Cardiac surgery patients regularly experience a systemic inflammation response to the surgery and a postoperative stay in the intensive care unit. Nutritional support is one strategy to improve the outcome of cardiosurgical patients. A preoperatively diagnosed malnutrition contributes to a higher morbidity and mortality in this patient group. Preoperative fasting, glucose-free infusions during long and invasive operations and delayed postoperative nutrition therapy aggravate the nutrition situation. However, conclusive evidence for this population, consisting of well-conducted clinical trials is lacking.This article outlines the main causes for malnutrition in cardiosurgical patients and summarizes possibilities to identify patients at high nutritional risk, who are most likely to profit from aggressive nutritional therapy. Despite conspicuous knowledge and evidence gaps, a rational nutritional support therapy based on current recommendations of ASPEN, ESPEN and an international multidisciplinary consensus group is presented. The amount and kind of nutrition, as well as the best time to initiate nutrition support, ways to monitor nutrition therapy and the potential use of pharmaconutrition to modulate the inflammatory response to cardiopulmonary bypass are presented to benefit patients undergoing cardiac surgery.

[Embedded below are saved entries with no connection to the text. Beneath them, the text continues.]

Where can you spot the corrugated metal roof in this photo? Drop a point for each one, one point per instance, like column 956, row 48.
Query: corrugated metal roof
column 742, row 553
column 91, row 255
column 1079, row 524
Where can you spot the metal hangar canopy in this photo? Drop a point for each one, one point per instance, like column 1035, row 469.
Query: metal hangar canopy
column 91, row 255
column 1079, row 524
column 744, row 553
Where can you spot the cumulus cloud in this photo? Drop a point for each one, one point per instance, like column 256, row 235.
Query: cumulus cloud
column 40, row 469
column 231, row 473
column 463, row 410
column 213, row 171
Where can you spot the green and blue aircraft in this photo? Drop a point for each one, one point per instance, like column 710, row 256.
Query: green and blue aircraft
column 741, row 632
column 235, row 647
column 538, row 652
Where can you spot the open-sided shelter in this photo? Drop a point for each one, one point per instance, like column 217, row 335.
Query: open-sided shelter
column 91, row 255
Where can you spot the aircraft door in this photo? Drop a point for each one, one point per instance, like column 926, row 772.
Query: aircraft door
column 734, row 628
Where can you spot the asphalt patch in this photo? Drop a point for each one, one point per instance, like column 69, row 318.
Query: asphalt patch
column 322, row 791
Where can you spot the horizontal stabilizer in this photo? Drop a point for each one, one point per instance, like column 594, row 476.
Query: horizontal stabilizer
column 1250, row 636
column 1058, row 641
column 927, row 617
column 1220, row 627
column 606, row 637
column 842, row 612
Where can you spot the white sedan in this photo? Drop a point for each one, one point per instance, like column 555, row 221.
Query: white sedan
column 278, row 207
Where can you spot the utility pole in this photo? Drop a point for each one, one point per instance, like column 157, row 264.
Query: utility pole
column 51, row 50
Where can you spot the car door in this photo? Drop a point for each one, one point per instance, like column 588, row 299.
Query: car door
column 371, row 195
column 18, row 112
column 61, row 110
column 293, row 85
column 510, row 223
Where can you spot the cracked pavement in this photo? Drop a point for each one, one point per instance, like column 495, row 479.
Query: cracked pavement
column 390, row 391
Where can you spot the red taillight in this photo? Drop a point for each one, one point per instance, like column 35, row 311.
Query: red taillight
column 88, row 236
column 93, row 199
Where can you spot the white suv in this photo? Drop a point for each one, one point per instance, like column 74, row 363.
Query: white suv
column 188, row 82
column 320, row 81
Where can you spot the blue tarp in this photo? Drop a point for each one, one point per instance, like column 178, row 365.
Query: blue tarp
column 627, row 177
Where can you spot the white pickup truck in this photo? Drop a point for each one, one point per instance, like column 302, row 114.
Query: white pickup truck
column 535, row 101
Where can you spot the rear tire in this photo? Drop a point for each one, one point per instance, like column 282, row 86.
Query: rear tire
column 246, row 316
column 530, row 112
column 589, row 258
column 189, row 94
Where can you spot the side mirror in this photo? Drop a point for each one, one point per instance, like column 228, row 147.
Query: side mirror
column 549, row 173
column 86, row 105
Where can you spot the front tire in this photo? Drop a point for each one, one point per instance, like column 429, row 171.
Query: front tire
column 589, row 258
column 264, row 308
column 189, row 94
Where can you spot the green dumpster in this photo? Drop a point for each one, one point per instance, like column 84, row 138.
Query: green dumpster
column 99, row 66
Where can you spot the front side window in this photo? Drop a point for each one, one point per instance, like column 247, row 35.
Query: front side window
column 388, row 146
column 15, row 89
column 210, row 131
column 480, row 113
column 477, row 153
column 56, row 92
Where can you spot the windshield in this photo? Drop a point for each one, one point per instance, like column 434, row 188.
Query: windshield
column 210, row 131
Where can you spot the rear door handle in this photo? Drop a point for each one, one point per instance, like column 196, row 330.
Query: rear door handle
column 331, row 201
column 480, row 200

心脏手术患者在术后入住重症监护病房期间,通常会经历全身性炎症反应。营养支持是改善心脏手术患者预后的一种策略。术前诊断出的营养不良会导致该患者群体更高的发病率和死亡率。术前禁食、长时间侵入性手术期间的无糖输液以及术后延迟营养治疗会加重营养状况。然而,针对这一人群的由精心设计的临床试验构成的确凿证据尚不存在。本文概述了心脏手术患者营养不良的主要原因,并总结了识别高营养风险患者的可能性,这些患者最有可能从积极的营养治疗中获益。尽管存在明显的知识和证据空白,但本文仍根据美国肠外肠内营养学会(ASPEN)、欧洲临床营养与代谢学会(ESPEN)以及一个国际多学科共识小组的当前建议,提出了一种合理的营养支持疗法。文中介绍了营养的量和种类、开始营养支持的最佳时间、监测营养治疗的方法以及使用营养药理学调节体外循环炎症反应的潜在用途,以造福接受心脏手术的患者。